According to NBC Sports, about half of the teams in the MLB do not believe that extreme long toss or the Jaeger approach, is beneficial for their baseball pitchers. By extreme, I mean distances exceeding 120 feet that will force pitchers to put arch on the ball.

Many teams are sticking to the traditional method of throwing 120 feet on a line to the target. What's the reasoning behind this?

Pitchers sticking to the traditional form of long toss are generally concerned about pitching mechanical issues.

Some pitching experts believe that by throwing extreme distances, you are forced to throw in a manner completely different than how you would throw on a pitching mound.

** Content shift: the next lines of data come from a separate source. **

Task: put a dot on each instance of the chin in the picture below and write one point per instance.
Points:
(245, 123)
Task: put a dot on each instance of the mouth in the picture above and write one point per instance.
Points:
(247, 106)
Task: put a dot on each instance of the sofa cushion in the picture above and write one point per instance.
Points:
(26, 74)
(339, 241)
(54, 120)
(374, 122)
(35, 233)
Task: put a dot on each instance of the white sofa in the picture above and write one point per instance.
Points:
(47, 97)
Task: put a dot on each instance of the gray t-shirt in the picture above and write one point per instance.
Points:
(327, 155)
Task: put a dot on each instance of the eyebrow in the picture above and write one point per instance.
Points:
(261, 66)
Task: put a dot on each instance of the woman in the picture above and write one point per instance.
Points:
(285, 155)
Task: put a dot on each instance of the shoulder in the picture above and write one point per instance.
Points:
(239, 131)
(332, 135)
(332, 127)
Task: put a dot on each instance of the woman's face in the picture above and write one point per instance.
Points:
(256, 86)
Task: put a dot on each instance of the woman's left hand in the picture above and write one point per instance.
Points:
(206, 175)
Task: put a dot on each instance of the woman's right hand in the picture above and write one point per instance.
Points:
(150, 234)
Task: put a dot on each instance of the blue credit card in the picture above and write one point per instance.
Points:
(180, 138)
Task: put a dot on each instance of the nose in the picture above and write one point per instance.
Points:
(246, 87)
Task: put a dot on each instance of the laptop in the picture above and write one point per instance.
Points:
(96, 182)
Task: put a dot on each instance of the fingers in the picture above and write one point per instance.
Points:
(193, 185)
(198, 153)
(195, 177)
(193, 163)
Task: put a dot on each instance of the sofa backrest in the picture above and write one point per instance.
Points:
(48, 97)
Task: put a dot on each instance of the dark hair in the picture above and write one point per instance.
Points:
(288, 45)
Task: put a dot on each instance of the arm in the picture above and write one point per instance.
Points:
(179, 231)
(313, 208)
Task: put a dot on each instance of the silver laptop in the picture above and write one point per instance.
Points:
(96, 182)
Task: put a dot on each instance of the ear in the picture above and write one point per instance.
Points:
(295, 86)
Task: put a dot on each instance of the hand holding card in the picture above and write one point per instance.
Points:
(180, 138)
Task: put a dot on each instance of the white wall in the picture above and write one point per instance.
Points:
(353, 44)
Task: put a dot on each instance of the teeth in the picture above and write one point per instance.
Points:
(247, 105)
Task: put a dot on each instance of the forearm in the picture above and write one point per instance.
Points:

Pitching experts Brent Pourciau of 3X Pitching and Dick Mills are two instructors that advise against long toss. Both believe that there is no real benefits to long tossing, and that it may actually even be a waste of time. Their opinions are unique, but difficult to disprove.

Tommy John has said, "I'm not an advocate of long throwing. Shortstops don't long toss, so why do pitchers do it?"

There is no denying that you must significantly alter your throwing mechanics in order to propel a ball almost 300 feet. However, I think Jaeger and other advocates are greatly aware of this issue. I guess we need to understand what the purpose of baseball long toss is.

What's the purpose of long toss?

Long toss is not an exercise with the intention of developing better pitching mechanics.

The motive behind long tossing is to condition and build stamina in the arm to prevent injury during a rigorous season. I'm not going to claim that it will increase your pitching velocity, although I do believe it is possible. But rather, I believe increasing your velocity is the result of a combination of different training methods.

Long toss will only be effective for a pitcher if you understand its purpose. Developing effective and explosive pitching mechanics should be a pitchers number one priority. Every other training method including long toss should be a secondary training technique. Learning how to properly delivery a baseball off an actual pitching mound is the most important thing a pitcher can do.

There are few things that you should take out this (hopefully) somewhat objective analysis of baseball long toss. Let it be known, that there is no empirical data supporting a correlation between long toss and pitching velocity. On the flip side, there is also no legitimate data disproving its effectiveness.

You, as a pitcher, must decide what feels right to you. Every body and every arm is different, and therefore you must know your arm. If you really feel that long toss is helping you, then keep it up! Do whatever makes your arm feel the best.

We can only hope some legitimate research is performed on this topic because it will continue to fuel the fire among pitching experts until some conclusive evidence surfaces. Whether you are using long toss as a training method or not, there is a few important things to remember.

Despite the potential pitching velocity gains associated with baseball long toss, we must understand that it is only one component to developing excellent velocity, and becoming a great pitcher. Simply performing long toss alone will not make you a good pitcher.

Keep working hard. No off days. No excuses.